旧東ベルリンの中心、アレクサンダー広場からそう遠くない場所のホステルに宿をとる。ホステルの前の通りからは、真っ白な尖塔でミラーボールを串刺しにしたような不思議なタワー、テレビ塔が見えている。今回の宿には、日本人も何人か泊まっているようだ。
ヨーロッパを度する日本人には、美術や建築を勉強している人が多い。そんな人達と話をするのは面白い。
今回同室になった人からこんな話を聞いた。
彼がベルリンの地下鉄に乗っているときのこと。人種差別主義者が彼に近付いてきて、外国人は出ていけ、というようなことを言ってからんできたとき、同じ客車に乗っていた人が、お前こそここから出ていけ、と彼を助けてくれ、あんな奴がいてすまないと謝ったという。
彼はほかの街でも似たような目にあったけど、(多分彼のいかにも華奢な東洋人といった風貌からだろう。残念ながら弱者を狙う卑劣な奴は世界中どこにでもいるようだ。)ベルリンの人達は特に親切だからこの街は好きだという。僕も彼のベルリン好きに賛成。
僕の中にもベルリンに対するある一つの思い入れがあるのだ。

2年前の2月、僕はエクアドルにいた。アンデス山脈の北部、美しい火山が多く見られる地方の、ペグチェという小さなインディヘナの村で、週2-3回の演奏を、宿、二食付きで引き受けて、のんびり練習してすごしていた。
そのうち地元の人や旅行者から、どうやらアメリカは本気でイラクを攻撃するつもりらしい、という話を聞くようになり、遠く日本を離れた赤道直下の村で、俺はいったい何をしているんだ? 世界はいったいどうなってしまうんだ? と、とても不安で暗い気分になって行った。そんな時、ある旅行者から、ロンドンで、ベルリンで、ニューヨークで、サンフランシスコで、世界中の大都市で数万~10万人規模のイラク攻撃に反対する人達のデモが同時に行われた、というニュースを聞いて、喜びとは違う、もっとせつない感情に熱い涙を流した。

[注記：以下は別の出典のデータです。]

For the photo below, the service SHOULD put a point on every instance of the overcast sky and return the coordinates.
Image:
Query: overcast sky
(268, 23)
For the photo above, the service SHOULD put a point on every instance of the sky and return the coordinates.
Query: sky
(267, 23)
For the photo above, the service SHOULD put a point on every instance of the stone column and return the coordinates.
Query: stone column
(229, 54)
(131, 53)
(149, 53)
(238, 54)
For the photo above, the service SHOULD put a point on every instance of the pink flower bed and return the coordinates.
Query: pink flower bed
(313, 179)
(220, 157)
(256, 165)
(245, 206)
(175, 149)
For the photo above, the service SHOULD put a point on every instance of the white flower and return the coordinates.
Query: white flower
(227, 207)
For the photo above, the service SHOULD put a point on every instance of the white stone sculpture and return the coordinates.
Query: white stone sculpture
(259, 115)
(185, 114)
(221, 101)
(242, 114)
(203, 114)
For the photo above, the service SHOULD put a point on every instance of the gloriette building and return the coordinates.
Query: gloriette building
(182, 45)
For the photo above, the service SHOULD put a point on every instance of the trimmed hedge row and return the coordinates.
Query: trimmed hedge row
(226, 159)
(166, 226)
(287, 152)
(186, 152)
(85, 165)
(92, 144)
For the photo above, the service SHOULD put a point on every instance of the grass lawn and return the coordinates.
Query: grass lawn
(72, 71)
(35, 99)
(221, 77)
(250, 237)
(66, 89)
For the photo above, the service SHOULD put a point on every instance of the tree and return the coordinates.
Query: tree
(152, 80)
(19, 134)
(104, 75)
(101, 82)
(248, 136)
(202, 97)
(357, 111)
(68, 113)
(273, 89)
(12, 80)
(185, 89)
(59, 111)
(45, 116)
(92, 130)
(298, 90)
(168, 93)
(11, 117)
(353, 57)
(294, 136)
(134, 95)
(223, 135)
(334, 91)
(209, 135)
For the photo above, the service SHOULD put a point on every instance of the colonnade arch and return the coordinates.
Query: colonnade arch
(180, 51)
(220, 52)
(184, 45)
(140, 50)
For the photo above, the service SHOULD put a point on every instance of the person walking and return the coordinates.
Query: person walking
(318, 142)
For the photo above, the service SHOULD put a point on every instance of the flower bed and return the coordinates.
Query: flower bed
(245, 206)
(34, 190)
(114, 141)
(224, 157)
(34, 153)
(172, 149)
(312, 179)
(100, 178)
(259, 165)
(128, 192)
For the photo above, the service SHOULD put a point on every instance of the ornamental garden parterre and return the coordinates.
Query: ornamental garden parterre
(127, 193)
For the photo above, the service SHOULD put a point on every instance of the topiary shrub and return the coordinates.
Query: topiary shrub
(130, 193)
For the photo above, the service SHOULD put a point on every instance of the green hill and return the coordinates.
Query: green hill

ロンドンのサウスケンジントンで見た、空からの地球という写真展に、ベルリンの写真が一枚あった。ブランデンブルグ門から戦勝記念の塔へと続く通を埋め尽くす、何万人ものベルリン市民。それが何の写真だったかは憶えていないけど、その写真とエクアドルで聞いた話が、僕の中でひとつの強烈なイメージとなった。
アメリカのイラク攻撃に抗議する10万人のベルリン市民がブランデンブルグ門から戦勝記念の塔へ向けて行進してゆく。

6月17日通りという名前のついた、ベルリン市中央の広大な林を貫くその通りは、想像したよりも遥かに大きい。
ブランデンブルグ門の前、かつて東西ベルリンを分断していた壁のあった場所に立つと、戦勝記念の塔は遥か前方にかすんで見える。ベルリン市民が埋め尽くしたその道を、今日は僕ひとりで歩いている。世界中の戦争・暴力に抗議して、顔をあげ前を向いて。歩きながら周りに何万人ものベルリン市民の存在を感じるような気がした。

 

** 2005/03/25 – Dresden [イースター] **

建設中なのか破壊の最中なのか、とにかく荒れ果てた瓦礫の山の間のプラットホームに列車は止まった。ベルリンと同じ国とは思えない、取り残された雰囲気の街だ。トラムに乗り、エルベ河に近付くと、景色は一転し、美しい街並みが目を引く。ホステルの側の公園では、市民が芝生の上で遊んだり、寝そべったりしている。明日からイースター、みんなリラックスしている様子だ。
バーの並ぶ地区にあるホステルの周りでは、明け方まで酔っ払いの声が絶えなかった。

イースター初日の昼近く。エルベ河にかかる橋の上から見ると、旧市外はすごい賑わいだ。しばらく街を歩き回る。壁画の絵が描かれた城壁や教会、歴史の重みを感じさせる建物が並び圧倒させられる。街角にはアコーディオン弾き、バイオリン弾き、彫刻になりすました立ち芸人、色々なものを売る人たち。見ていて飽きない。宮殿の中庭のような場所から、クラシックギターの音色が聞こえてきた。ベンチに腰掛けて、しばらく聞いた。観光のメインルートから外れた静かなその場所に彼の引くギターの音色はいかにもふさわしいように感じた。
1時間くらいして代わって貰い、そこで馬頭琴を弾き始める。
思ったとおり、自然な音響。気持ちよく弾けそうだ。
しばらくして、僕の演奏をきいていた彼がCDをもって近付いてきて、よかったら交換しないかと言う。
僕もそう思っていたので、喜んで彼にCDを渡した。

2時間ほど歌って、カフェでビールを飲み、夕方の街をしばらく歩いた。おかしな仮装でアコーディオンを引く楽しい男(たぶん男)がいて、あまりのおかしさに、(ビールに酔って上機嫌だったのか?)一緒に写真を撮って貰う。
もう一度、どこかで少し弾きたかったけれど、いい場所はすべて先客がいたので諦めて、昼間の熱気の残る街を、観光客を、日が暮れるまで眺めていた。